Apologies, but I have been working in London all week and had no time to even pop in. I fly back to Dubai tomorrow so normal service resumes shortly.

What's news? Have I missed anything interesting? 

-


----------



## Ogri750 (Feb 14, 2008)

erm sorry, but who are you ?


----------



## dizzyizzy (Mar 30, 2008)

Hi Elphaba,

Nice to hear from you, thought you had forgot about us.

Since you left us we've been getting drunk with Pukka Pukkas. 
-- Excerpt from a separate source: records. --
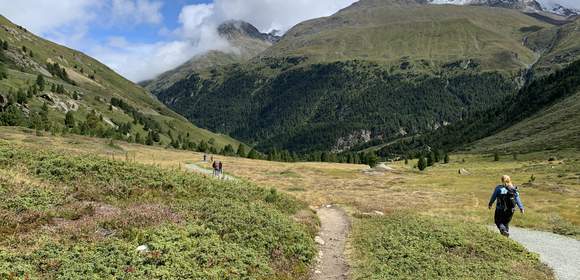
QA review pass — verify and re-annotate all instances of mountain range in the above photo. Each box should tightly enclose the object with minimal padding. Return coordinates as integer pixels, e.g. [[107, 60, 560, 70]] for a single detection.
[[154, 0, 580, 152], [140, 20, 280, 93], [0, 16, 239, 150]]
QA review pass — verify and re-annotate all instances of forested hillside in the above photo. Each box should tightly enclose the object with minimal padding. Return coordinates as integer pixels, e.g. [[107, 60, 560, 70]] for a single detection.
[[159, 61, 516, 152], [379, 60, 580, 157], [153, 0, 580, 153], [0, 17, 239, 150]]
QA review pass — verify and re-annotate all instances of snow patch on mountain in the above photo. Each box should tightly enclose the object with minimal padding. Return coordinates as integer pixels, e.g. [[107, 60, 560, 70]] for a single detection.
[[428, 0, 580, 17], [538, 0, 580, 17]]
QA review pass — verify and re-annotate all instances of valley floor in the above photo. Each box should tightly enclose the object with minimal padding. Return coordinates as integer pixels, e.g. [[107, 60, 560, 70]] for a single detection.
[[0, 128, 580, 279]]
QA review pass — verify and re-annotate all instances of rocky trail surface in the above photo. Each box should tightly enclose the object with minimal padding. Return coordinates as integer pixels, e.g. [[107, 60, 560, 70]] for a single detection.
[[311, 205, 350, 280], [510, 228, 580, 280]]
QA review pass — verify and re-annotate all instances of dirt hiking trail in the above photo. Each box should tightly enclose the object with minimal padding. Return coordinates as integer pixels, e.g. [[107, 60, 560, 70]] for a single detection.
[[510, 228, 580, 280], [185, 163, 236, 181], [311, 205, 350, 280]]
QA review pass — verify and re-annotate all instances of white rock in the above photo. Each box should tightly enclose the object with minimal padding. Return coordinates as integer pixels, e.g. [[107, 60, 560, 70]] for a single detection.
[[314, 236, 324, 245], [135, 245, 149, 254]]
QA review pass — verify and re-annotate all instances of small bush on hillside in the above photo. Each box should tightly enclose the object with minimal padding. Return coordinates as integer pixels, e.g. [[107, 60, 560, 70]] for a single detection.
[[352, 214, 553, 280]]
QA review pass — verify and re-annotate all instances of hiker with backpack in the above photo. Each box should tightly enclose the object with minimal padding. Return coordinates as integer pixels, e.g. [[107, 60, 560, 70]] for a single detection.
[[211, 161, 218, 176], [489, 175, 524, 237]]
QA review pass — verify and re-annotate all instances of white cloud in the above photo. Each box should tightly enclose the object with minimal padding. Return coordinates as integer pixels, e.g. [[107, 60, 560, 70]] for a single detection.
[[0, 0, 103, 34], [90, 0, 356, 81], [214, 0, 358, 32], [0, 0, 356, 81], [538, 0, 580, 9], [111, 0, 163, 25]]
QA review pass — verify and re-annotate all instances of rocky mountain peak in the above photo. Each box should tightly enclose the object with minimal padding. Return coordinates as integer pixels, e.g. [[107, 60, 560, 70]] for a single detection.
[[218, 20, 280, 43]]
Have a safe trip back to Dubai!

Izzy


----------



## Andy Capp (Oct 5, 2008)

Elphaba said:


> Hi folks
> 
> Did you miss me?
> 
> ...



Sorry, do we know you? 
​


----------



## bubble_boy (May 28, 2008)

I think the Pukka Pukkas is the only real news.


----------



## SimonZ (Nov 12, 2008)

Wellcome back!


----------



## Elphaba (Jan 24, 2008)

Some of you are cheeky gits! 

I can't wait to get home. It is far too cold in the UK.

-


----------



## crazymazy1980 (Aug 2, 2008)

Elphaba said:


> Some of you are cheeky gits!
> 
> I can't wait to get home. It is far too cold in the UK.
> 
> -


I miss the cold, can't wait to get back in December - hope it's snowing!!!


----------



## FlyingDodo (Aug 26, 2008)

crazymazy1980 said:


> I miss the cold, can't wait to get back in December - hope it's snowing!!!


It is cold..... and wet


----------



## dzdoc (Oct 26, 2008)

*Rain*

Is it not rainy in London? How did you keep from being burned? Did you wear that long coat thingy with the deep hood? I am sure Dubai is much better on your skin.


----------